What Heroin looks, tastes, and smells like
Heroin often has a strong odor that smells of vinegar. The chemical process used to create heroin leaves it smelling like this and less so if washed at the end. The darker the heroin, the less processed and the more impurities, chemicals, and bacterias remain within it. Specifically, black tar heroin will have a strong smell of vinegar and an extremely bitter taste. As it gets lighter in processing, the less smell and bitter taste remain.
Understanding Heroin Addiction
Becoming addicted to heroin falls under the classification of Opioid Use Disorder (OUD). For a provider to determine if someone suffers from OUD, the DSM-5 Diagnostic Criteria for OUD is administered. The provider will confirm a diagnosis from the questionnaire if there is proof that two or more of the criteria have been observed within a 12-month period.
The DSM-5 criteria include the following:
- The opioid was taken in larger amounts or longer than was intended
- The persistent desire to use or unsuccessful effort to cut down is present
- A majority of the time is spent in obtaining, using, or recovering from the opioid
- Craving the opioid
- Despite the persistent problems caused by the opioid, use continues
- The use of the opioid results in the failure to fulfill major life roles
- The things that once brought joy are given up because of opioid use
- Use of an opioid despite the physically hazardous situations
- Use of an opioid despite the harm or psychological effects
- Signs of tolerance to the opioid
- Experiencing withdrawal when not using the opioid
Effects of Using Heroin
Like any other opioid in the category, heroin affects the brain. The side effects of using heroin can be extreme and range in severity.
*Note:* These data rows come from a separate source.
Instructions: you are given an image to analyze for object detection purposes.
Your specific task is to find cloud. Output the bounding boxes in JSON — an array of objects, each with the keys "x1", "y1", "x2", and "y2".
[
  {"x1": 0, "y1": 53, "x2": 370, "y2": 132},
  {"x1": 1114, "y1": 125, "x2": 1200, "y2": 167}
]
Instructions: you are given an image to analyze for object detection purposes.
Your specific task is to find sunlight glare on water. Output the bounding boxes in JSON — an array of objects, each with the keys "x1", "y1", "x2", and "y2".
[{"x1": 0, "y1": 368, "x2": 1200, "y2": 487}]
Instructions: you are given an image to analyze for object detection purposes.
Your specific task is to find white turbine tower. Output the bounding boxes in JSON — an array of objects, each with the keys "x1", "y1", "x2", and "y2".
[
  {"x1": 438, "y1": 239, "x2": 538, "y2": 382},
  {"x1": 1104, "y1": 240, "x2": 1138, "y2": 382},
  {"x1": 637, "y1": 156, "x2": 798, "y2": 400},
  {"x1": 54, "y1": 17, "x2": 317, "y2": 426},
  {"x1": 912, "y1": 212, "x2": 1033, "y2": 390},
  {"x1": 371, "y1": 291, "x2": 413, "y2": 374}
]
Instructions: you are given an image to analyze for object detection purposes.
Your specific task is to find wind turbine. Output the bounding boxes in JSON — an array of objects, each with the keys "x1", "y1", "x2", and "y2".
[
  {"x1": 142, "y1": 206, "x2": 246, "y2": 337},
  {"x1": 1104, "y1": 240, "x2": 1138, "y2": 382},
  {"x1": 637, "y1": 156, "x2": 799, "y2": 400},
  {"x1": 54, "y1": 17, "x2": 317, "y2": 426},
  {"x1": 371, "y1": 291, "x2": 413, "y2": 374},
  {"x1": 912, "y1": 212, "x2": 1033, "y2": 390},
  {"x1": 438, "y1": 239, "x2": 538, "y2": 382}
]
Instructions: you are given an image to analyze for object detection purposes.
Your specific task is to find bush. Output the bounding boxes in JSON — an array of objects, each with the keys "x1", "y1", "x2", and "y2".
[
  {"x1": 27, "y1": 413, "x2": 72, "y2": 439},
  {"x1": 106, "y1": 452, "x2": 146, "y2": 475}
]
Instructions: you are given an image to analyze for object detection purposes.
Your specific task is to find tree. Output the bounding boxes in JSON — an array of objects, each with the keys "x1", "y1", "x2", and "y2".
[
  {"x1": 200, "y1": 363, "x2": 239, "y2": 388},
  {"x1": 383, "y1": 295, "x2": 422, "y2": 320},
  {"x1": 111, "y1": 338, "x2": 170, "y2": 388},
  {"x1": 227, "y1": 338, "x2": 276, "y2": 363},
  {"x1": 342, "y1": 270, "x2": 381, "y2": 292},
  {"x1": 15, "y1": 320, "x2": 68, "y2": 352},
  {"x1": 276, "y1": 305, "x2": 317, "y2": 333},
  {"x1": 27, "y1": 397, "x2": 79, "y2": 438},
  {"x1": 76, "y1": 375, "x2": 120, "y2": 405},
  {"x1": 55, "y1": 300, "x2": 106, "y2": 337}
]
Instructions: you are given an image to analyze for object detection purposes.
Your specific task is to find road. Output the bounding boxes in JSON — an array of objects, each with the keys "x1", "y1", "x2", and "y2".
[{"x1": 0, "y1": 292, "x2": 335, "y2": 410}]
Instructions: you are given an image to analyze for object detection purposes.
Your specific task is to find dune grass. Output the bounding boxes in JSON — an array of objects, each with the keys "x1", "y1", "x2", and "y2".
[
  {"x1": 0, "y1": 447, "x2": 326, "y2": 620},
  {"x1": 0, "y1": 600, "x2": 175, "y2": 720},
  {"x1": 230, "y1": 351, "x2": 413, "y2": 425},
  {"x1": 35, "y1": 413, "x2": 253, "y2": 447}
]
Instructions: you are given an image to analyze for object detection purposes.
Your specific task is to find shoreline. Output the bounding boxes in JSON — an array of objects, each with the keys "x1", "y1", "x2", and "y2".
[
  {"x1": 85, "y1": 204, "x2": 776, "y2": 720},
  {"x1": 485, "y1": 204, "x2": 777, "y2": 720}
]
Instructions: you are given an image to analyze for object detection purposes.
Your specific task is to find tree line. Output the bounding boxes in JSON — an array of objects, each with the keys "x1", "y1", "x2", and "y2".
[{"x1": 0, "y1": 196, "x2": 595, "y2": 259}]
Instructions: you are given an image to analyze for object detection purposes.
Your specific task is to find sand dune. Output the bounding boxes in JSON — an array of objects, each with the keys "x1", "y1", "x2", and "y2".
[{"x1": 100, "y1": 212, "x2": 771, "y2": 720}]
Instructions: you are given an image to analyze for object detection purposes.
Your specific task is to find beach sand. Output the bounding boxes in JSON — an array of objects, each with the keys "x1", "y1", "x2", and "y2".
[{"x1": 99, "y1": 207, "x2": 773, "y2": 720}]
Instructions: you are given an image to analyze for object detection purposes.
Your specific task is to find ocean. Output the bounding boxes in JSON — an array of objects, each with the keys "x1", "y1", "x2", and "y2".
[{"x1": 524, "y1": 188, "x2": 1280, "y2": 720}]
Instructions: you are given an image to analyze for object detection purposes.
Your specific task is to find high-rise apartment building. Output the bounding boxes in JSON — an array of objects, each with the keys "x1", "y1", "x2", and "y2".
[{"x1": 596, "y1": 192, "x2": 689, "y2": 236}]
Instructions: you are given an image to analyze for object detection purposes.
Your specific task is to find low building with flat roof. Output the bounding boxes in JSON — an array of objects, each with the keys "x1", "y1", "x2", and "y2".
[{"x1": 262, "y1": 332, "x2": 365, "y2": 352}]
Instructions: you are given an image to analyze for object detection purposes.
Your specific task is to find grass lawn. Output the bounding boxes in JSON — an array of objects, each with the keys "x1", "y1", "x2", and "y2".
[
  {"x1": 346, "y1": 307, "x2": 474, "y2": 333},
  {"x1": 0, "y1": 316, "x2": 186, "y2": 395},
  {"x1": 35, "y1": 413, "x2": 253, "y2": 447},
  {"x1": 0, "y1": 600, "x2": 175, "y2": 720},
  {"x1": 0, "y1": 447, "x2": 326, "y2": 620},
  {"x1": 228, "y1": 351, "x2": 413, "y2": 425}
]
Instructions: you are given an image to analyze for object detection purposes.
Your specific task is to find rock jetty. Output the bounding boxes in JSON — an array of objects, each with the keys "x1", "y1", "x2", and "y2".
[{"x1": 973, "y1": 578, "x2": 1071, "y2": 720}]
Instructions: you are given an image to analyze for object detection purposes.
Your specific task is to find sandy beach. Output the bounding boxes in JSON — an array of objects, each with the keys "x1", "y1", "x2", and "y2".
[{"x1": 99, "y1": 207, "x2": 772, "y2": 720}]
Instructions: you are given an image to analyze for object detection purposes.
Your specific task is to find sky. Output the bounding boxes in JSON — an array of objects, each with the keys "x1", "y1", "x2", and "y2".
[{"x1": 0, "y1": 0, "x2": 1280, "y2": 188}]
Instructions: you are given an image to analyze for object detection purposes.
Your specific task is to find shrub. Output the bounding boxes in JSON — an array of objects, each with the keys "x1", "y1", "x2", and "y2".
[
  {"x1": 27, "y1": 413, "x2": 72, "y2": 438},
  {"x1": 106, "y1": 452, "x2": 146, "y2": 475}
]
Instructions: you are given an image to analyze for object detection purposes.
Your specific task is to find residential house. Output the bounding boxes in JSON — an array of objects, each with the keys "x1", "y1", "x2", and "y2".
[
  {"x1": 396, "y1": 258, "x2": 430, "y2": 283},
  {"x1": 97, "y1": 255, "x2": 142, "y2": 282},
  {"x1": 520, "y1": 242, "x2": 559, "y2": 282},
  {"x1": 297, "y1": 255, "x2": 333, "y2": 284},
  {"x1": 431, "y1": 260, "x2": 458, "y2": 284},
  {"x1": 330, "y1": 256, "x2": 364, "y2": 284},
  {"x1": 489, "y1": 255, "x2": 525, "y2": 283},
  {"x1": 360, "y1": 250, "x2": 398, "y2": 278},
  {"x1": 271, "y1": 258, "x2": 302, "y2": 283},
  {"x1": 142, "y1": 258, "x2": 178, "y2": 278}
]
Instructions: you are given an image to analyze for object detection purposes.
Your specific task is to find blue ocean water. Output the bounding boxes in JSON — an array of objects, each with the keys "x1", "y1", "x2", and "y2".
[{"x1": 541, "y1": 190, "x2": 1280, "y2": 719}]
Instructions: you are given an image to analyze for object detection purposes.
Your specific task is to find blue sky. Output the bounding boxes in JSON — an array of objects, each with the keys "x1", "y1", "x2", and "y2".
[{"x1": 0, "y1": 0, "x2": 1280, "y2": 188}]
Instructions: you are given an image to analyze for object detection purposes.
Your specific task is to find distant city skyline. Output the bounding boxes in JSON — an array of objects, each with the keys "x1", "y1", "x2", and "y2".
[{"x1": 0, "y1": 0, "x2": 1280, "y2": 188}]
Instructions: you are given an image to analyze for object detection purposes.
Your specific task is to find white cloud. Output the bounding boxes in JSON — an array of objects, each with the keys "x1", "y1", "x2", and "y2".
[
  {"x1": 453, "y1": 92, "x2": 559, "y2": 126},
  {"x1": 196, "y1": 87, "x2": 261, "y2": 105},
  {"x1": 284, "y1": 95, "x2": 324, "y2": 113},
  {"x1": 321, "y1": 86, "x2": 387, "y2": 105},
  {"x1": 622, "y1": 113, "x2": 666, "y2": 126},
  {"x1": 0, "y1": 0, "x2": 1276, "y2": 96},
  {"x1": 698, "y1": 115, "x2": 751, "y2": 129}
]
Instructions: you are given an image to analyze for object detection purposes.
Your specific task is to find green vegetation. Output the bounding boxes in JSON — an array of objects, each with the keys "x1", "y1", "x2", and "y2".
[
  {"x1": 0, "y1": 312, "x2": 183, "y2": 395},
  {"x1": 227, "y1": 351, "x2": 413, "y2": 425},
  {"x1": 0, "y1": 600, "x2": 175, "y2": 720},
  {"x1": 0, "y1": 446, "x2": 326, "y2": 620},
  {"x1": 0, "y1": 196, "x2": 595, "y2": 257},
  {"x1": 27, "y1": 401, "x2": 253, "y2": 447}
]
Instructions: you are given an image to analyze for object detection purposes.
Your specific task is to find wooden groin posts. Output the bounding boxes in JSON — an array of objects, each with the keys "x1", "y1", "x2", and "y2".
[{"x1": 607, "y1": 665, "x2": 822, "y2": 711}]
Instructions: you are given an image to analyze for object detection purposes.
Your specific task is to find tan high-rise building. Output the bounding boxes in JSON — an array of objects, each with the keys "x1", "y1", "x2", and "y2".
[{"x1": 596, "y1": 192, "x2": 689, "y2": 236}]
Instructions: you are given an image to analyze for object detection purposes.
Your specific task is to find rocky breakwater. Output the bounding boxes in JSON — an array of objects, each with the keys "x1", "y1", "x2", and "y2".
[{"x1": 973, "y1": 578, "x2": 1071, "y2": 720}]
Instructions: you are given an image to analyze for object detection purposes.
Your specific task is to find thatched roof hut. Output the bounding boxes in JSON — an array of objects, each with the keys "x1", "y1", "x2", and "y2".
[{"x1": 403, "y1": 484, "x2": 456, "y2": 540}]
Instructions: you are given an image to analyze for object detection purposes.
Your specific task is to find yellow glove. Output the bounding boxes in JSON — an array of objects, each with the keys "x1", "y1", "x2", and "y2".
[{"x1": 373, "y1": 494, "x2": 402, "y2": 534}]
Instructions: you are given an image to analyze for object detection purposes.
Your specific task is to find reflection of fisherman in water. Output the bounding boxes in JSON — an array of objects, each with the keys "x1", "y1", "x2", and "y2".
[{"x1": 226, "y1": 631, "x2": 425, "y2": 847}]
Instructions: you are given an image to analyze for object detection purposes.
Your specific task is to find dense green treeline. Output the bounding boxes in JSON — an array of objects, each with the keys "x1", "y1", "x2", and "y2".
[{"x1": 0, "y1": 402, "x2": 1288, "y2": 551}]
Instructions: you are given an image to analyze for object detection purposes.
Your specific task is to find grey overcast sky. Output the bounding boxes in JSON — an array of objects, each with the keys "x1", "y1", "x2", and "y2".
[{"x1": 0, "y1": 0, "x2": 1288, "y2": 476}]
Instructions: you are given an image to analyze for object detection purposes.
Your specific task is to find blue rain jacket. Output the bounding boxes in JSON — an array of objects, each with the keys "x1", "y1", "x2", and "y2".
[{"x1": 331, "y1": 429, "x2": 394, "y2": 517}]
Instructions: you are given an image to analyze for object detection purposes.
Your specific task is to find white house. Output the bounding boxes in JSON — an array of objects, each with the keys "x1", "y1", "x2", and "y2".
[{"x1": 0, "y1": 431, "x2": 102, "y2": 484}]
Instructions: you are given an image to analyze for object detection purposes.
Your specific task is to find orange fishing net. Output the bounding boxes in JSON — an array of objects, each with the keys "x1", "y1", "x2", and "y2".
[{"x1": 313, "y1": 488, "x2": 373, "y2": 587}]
Users can experience short-term and long-term effects up to and resulting in overdose or death.
Short-term effects of heroin include:
- Dry mouth
- Heavy feeling in the arms and legs
- Warm flush to the skin
- Severe itching
- Clouded mental state
- Going back and forth between consciousness and unconsciousness
Long-term effects of heroin include:
- Damaged tissue under the nose of those who snort the drug
- Collapsed veins in those who inject the drug
- Abscesses on the skin
- Liver and kidney disease
- Stomach cramping
- Lung problems
- Irregular menstruation for women
- Sexual dysfunction for men
Signs of Heroin Withdrawal
Depending on the intensity of the heroin use, withdrawal symptoms can range from mild to severe. These symptoms can begin up to a few hours after the last dose, which can make the user seek out the substance. Understanding the signs of withdrawal from heroin can help someone seek out the help they need.
Some of these symptoms include:
- Sleep problems
- Severe muscle and/or bone pain
- Cold chills with goosebumps
- Uncontrollable leg movements
- Severe cravings
FAQ About Heroin Addiction
Are there any factors that could increase developing an opioid or heroin addiction?
There are some risk factors that people may find increase the risk of addiction to heroin or any opioid:
Why is heroin addictive?
Like other opioids, heroin attaches to the opioid receptors in the brain. These receptors are the brain’s reward receptors, and when an opioid binds with it, the euphoric reward is craved by the brain.
What can be done for a heroin overdose?
Naloxone, an opiate antagonist, can help reverse an opioid overdose’s effects by intruding the brain’s receptors on the opiates. Even with naloxone, it may take several doses, and it must be done early in the overdose to work. Overdose symptoms include a slowed heartbeat, shallow breathing, clammy skin, sleepiness, inability to walk or talk, and being unresponsive.
Always call 911 if you suspect a heroin overdose.